In the near future, a fugitive arrives on an uninhabited island with an unusual, almost paradoxical geography. Little is known about the island: its structures are abandoned and in disrepair, it bears the marks of a hasty evacuation, and recent visitors are rumored to have suffered the affects of a strange and acute form of an unknown disease. The fugitive encounters several others who seem to share the island: an inventor, a scientist, a woman in white, and a group of jovial strangers at a party who appear to be under a sort of curse. His memory, rapidly decaying, is played back to him in fragments with the use of a tape recorder. This recorder has captured the very essence of him and the inventor says that it will play until the end of time. This makes clear what the fugitive has found: a private universe, repeating itself endlessly.

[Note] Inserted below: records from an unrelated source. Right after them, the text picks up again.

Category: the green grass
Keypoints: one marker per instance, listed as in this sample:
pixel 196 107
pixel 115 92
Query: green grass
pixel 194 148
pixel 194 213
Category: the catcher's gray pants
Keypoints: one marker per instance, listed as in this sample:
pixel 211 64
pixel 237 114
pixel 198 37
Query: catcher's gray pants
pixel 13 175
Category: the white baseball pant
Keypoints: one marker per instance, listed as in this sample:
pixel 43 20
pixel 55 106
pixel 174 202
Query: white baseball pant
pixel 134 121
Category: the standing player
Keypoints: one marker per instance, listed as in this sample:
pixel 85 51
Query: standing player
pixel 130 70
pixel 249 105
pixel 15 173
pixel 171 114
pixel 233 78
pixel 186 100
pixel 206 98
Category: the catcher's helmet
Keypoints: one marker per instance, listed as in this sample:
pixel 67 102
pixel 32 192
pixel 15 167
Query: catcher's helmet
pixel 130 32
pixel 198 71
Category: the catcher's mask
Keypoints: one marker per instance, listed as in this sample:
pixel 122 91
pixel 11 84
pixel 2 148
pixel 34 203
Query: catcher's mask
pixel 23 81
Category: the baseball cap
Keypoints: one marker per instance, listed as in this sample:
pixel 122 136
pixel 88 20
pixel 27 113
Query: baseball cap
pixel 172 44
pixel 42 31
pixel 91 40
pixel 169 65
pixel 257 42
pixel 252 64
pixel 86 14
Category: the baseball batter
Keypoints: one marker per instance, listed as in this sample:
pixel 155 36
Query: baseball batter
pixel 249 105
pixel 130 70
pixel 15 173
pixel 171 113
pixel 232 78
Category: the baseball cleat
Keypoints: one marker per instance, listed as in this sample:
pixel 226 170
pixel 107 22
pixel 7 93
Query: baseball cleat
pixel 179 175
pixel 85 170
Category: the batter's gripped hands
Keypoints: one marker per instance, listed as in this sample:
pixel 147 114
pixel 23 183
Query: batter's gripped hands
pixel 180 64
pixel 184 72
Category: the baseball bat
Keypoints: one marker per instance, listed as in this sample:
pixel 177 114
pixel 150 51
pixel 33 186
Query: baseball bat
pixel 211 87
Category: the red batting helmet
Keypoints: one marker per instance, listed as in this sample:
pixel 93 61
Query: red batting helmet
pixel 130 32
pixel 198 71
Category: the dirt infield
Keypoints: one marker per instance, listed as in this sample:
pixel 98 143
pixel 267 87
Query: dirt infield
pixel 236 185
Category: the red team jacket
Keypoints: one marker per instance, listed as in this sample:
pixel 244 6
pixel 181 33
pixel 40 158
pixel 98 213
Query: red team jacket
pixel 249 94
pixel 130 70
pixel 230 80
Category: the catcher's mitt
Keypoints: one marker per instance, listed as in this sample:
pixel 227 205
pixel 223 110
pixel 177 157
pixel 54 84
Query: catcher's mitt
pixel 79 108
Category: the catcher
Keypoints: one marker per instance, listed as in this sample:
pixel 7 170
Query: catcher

Strangers explores the themes of connection, choice and mortality as they relate to modern threats of climate change, surveillance, the spread of disease and the fears of a rapidly shifting world. Warnings from the past become a guide for how to approach the conflict of the immediate future – and patterns through time are revealed.
Drawing on the work of Adolfo Bioy Casares, Jean-Paul Sartre, Albert Camus and Albert Einstein, Strangers explores the nature of time and memory, the dividing line between magic and science, and the consequences of invention.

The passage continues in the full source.